Sheppard possessed one of the most distinguished and recognized voices of the past century that made him a revered public address announcer. As the one-year anniversary of his death (July 11) recently passed, it is important to remember the legacy of not only a great sports figure but also a man of great faith.
Sheppard was born in Richmond Hill in 1910, though the exact date remains uncertain. He would have celebrated his 100th birthday if he had lived three more months last year.
He graduated from St. John’s Prep, Astoria, in 1928 and excelled in multiple sports. As a left-handed thrower, he not only made a great first baseman in baseball but also a slinging quarterback in football.
From there, he attended St. John’s University, Jamaica, where he continued his athletic prowess. Sheppard earned seven varsity letters (three in baseball, four in football) during his four years in college.
Upon graduation, he played semi-pro football on Long Island for the Valley Stream Rough Riders and the Hempstead Monitors. Additionally, he taught speech classes at Grover Cleveland H.S., Ridgewood.
The 1940s were a tumultuous time for this nation as well as for Sheppard. He served in the Navy during World War II. Only after fulfilling his responsibility to his country did he then embark on his announcing career.
Sheppard began announcing St. John’s basketball and football games after the war. Even so, he always valued his teaching positions first and foremost. He became the chairman of the speech department at John Adams H.S., Ozone Park, and taught evening public speaking courses at St John’s.
“When I hear from former students and they say I helped them achieve their goals, I feel I have contributed to society more than all I have done in sports,” Sheppard once said.

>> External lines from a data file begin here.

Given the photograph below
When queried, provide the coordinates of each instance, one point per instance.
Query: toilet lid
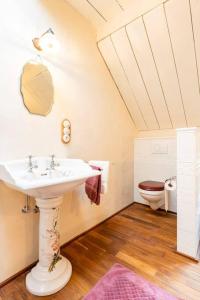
(151, 185)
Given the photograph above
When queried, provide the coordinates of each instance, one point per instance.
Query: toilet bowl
(153, 192)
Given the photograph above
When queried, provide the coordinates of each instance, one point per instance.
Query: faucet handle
(31, 165)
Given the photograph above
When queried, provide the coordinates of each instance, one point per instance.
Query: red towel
(93, 187)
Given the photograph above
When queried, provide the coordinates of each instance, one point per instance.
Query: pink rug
(119, 283)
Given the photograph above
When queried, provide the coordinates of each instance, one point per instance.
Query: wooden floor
(142, 240)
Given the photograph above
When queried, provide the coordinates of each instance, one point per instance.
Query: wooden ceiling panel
(160, 43)
(126, 56)
(109, 54)
(181, 32)
(106, 8)
(141, 47)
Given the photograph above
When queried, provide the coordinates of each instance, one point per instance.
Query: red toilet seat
(152, 185)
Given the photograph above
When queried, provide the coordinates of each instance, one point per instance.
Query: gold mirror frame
(37, 88)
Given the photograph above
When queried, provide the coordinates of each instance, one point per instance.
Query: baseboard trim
(188, 256)
(159, 209)
(26, 269)
(29, 267)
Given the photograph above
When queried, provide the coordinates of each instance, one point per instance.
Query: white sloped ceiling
(154, 61)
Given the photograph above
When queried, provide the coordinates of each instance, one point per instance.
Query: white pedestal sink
(53, 271)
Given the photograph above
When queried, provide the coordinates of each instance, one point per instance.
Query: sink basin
(43, 182)
(47, 185)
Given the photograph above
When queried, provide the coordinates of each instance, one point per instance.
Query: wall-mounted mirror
(37, 88)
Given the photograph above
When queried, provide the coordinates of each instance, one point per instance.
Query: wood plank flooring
(142, 240)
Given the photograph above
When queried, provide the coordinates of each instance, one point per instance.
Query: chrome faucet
(31, 165)
(53, 164)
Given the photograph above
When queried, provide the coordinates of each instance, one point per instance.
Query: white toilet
(153, 192)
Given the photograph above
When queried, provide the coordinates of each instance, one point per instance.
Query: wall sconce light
(47, 41)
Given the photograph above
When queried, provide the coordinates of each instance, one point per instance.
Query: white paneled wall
(188, 193)
(154, 159)
(160, 55)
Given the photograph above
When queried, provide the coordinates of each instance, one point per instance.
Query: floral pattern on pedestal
(53, 236)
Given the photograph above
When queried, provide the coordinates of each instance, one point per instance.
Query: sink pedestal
(53, 271)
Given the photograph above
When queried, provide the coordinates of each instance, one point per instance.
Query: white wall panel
(85, 9)
(107, 8)
(179, 21)
(142, 50)
(157, 31)
(149, 165)
(195, 10)
(128, 61)
(125, 3)
(113, 63)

After a stint announcing Brooklyn Dodgers football (that’s right, football not baseball) games at Ebbets Field in the late 1940s, Sheppard was hired as the public address announcer at Yankee Stadium.
He made his Yankees announcing debut on April 17, 1951 during a game that featured eight future Hall of Famers: Joe DiMaggio, Mickey Mantle, Johnny Mize, Yogi Berra, Phil Rizzuto, Ted Williams, Bobby Doerr and Lou Boudreau.

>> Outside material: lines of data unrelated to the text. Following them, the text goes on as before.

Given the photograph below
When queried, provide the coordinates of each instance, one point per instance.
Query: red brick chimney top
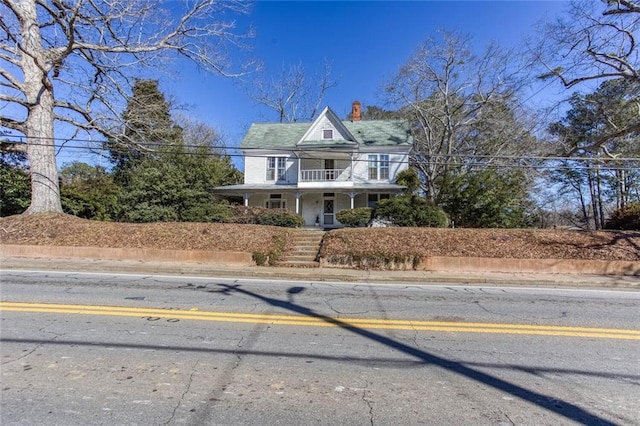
(355, 111)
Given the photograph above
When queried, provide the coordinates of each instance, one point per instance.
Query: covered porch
(317, 206)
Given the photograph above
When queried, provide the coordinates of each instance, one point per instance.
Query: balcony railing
(323, 175)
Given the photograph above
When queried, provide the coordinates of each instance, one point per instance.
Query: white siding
(255, 167)
(316, 133)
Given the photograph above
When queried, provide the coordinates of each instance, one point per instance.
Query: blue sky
(365, 41)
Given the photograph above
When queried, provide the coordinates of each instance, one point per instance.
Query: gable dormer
(327, 131)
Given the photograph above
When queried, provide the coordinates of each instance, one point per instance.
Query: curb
(322, 274)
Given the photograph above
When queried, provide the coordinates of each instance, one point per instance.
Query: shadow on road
(562, 408)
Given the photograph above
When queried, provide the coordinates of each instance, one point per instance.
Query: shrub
(411, 211)
(212, 212)
(627, 218)
(355, 217)
(262, 216)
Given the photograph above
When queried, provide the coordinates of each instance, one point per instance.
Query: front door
(329, 169)
(328, 212)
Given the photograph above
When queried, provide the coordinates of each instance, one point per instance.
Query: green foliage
(172, 178)
(15, 184)
(262, 216)
(355, 217)
(487, 198)
(410, 179)
(410, 210)
(626, 218)
(220, 212)
(89, 192)
(148, 127)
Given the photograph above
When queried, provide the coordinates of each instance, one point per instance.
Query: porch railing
(322, 175)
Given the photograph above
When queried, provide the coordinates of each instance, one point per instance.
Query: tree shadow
(562, 408)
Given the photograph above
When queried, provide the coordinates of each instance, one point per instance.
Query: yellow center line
(300, 320)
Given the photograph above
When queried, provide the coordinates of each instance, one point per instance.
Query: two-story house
(317, 169)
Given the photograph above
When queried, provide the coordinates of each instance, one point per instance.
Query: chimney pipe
(355, 111)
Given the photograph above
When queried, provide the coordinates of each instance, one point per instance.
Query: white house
(317, 169)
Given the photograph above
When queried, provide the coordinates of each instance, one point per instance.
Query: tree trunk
(45, 189)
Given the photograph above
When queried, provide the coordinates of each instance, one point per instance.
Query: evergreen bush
(411, 210)
(627, 218)
(355, 217)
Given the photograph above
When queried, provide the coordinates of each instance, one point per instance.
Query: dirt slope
(65, 230)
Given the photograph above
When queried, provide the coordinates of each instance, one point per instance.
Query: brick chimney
(355, 111)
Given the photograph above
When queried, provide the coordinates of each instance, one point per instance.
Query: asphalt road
(80, 349)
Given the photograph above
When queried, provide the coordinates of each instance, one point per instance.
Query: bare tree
(594, 42)
(463, 107)
(73, 62)
(590, 43)
(293, 94)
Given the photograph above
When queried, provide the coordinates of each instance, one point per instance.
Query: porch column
(352, 171)
(352, 196)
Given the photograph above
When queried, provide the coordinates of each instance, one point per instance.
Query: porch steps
(305, 250)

He worked for just $15 per game, but fans truly appreciated his clear diction and accurate speaking. He later took over announcing football games for the New York Giants in 1956.
Not only did his voice leave a lasting impact on the fans, but players came to revere Sheppard’s voice as well. It was the great Reggie Jackson that coined Sheppard’s voice as the “voice of God.”

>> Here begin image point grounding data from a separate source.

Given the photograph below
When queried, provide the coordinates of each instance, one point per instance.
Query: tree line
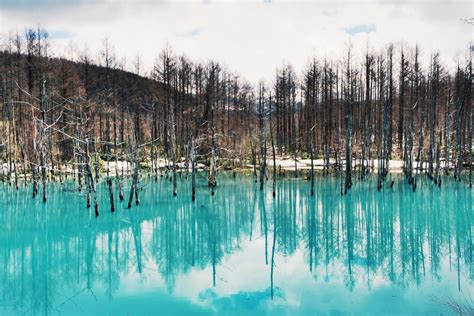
(61, 118)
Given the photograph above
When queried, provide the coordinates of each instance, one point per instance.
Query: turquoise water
(367, 253)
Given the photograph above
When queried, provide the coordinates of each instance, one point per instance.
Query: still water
(240, 251)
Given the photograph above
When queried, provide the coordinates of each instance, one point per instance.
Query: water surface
(239, 251)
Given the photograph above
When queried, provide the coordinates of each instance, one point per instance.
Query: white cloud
(251, 38)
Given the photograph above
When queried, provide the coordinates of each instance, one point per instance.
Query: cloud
(361, 28)
(192, 33)
(60, 34)
(251, 38)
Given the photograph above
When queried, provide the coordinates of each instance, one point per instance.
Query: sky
(250, 38)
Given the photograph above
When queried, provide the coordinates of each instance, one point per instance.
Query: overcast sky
(252, 38)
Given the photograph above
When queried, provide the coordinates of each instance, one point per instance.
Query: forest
(96, 118)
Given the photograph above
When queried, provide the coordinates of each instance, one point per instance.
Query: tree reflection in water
(52, 252)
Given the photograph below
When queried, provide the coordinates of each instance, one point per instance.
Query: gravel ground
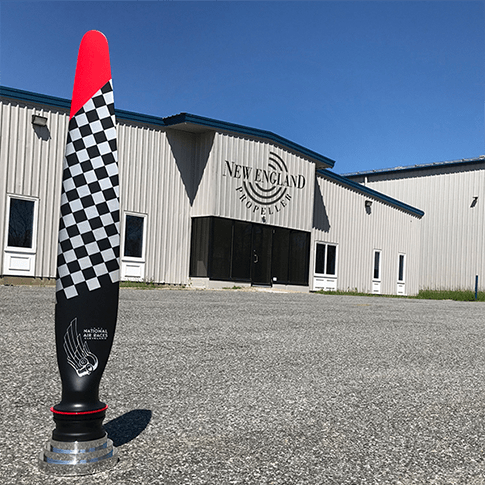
(252, 387)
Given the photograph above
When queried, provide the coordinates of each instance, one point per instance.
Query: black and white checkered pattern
(89, 233)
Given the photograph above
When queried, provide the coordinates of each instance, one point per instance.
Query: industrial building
(452, 194)
(208, 203)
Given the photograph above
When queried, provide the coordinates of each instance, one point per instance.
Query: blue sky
(370, 84)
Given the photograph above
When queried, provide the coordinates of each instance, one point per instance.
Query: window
(401, 268)
(377, 264)
(134, 236)
(326, 259)
(21, 223)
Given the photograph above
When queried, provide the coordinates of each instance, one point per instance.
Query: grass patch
(456, 295)
(149, 285)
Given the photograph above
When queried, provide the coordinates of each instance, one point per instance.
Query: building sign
(265, 190)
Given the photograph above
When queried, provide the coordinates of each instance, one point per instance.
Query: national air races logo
(265, 190)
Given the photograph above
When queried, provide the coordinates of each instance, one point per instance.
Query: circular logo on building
(266, 187)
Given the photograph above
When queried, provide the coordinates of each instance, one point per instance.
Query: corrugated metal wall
(340, 217)
(218, 195)
(453, 230)
(155, 178)
(31, 165)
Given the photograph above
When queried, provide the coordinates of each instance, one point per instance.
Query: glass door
(261, 255)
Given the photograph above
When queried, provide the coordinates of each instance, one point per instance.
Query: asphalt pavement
(256, 387)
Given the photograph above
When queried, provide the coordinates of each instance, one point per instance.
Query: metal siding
(32, 166)
(358, 233)
(151, 183)
(453, 235)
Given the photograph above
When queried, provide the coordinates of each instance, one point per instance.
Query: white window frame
(379, 277)
(326, 244)
(403, 269)
(144, 245)
(16, 249)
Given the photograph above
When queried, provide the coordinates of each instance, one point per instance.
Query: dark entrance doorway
(261, 257)
(238, 251)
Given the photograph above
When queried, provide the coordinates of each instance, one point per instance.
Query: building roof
(182, 121)
(342, 180)
(425, 166)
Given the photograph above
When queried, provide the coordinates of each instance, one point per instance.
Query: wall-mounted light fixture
(39, 120)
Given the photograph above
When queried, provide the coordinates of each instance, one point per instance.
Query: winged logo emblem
(79, 356)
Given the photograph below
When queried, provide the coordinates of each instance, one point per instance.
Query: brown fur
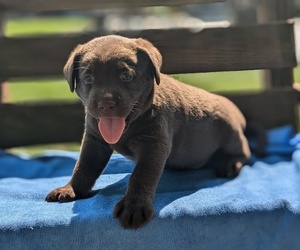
(168, 124)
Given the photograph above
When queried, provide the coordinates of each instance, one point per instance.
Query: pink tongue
(111, 129)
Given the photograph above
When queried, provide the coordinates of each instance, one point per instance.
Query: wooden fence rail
(219, 49)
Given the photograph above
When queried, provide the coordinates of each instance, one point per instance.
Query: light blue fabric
(259, 209)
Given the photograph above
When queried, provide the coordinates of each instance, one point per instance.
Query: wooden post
(271, 11)
(1, 34)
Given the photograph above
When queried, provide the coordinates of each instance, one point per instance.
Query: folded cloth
(259, 209)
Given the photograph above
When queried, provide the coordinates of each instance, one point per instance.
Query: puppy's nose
(106, 106)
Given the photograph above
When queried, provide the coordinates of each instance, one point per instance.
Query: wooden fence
(258, 46)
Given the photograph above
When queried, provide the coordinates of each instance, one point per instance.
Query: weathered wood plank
(271, 108)
(37, 5)
(23, 125)
(272, 11)
(184, 51)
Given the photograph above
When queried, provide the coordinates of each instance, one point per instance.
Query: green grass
(25, 26)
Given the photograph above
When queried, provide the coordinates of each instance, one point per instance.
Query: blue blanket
(259, 209)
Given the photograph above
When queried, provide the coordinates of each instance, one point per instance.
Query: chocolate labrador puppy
(148, 117)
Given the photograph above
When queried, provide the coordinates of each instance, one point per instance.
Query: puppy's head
(114, 78)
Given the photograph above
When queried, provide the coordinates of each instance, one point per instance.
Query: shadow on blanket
(259, 209)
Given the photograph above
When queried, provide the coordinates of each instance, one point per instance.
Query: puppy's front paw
(133, 212)
(63, 194)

“You’re not in the big leagues until Bob Sheppard announces your name,” said famed Boston Red Sox Hall of Famer and hated Yankee rival Carl Yastrzemski.
Sheppard will always be remembered for his opening phrase of each game that sent chills down the spines of fans attending their first game or seasoned ballpark veterans alike: “Good evening (afternoon)…ladies and gentlemen…and welcome…to Yankee Stadium.”
Yankees shortstop Derek Jeter grew so accustomed to hearing Sheppard announce his name that he requested a recording be played every time he stepped to the plate, even after Sheppard’s death.
“Now batting…the shortstop… No. 2…Derek Jeter…No. 2.”
In 56 years with the Yankees, Sheppard announced more than 4,500 games. However, age caught up with legendary announcer in 2006. He missed all of 2008 and officially retired in 2009.
“Time has passed me by, I think,” lamented Sheppard in an interview with MLB.com. “I had a good run for it. I enjoyed doing what I did. I don’t think at my age, I’m going to suddenly regain the stamina that is really needed if you do the job and do it well.”
During the game after his death in 2010, the Yankees honored Sheppard by having no public address announcements the entire game.
In addition to having a memorial in Monument Park at Yankee Stadium and being inducted into several local Halls of Fame, Sheppard was honored at St. John’s Prep in 2004 at the school’s annual reunion dinner.
At the event, sportscaster Sal Marchiano, St. John’s Prep ’58, gave a tribute to Sheppard that highlighted his devout faith. In fact, New York Times sports columnist George Vescey once called Sheppard “as strong in his Roman Catholic faith as anybody I knew.”
Meanwhile, rather than reminisce about his announcing career, Sheppard shared his memories with the audience about when he was chosen as the first baseman of the baseball team 80 years earlier.
Sheppard’s legacy still reverberates around the new Yankee Stadium. Upon his death, his son, Paul, summed up his father’s life in a memorable quotation: “If you’re lucky enough to go to Heaven, you’ll be greeted by a voice saying: ‘Good afternoon…ladies and gentlemen… Welcome to Heaven!”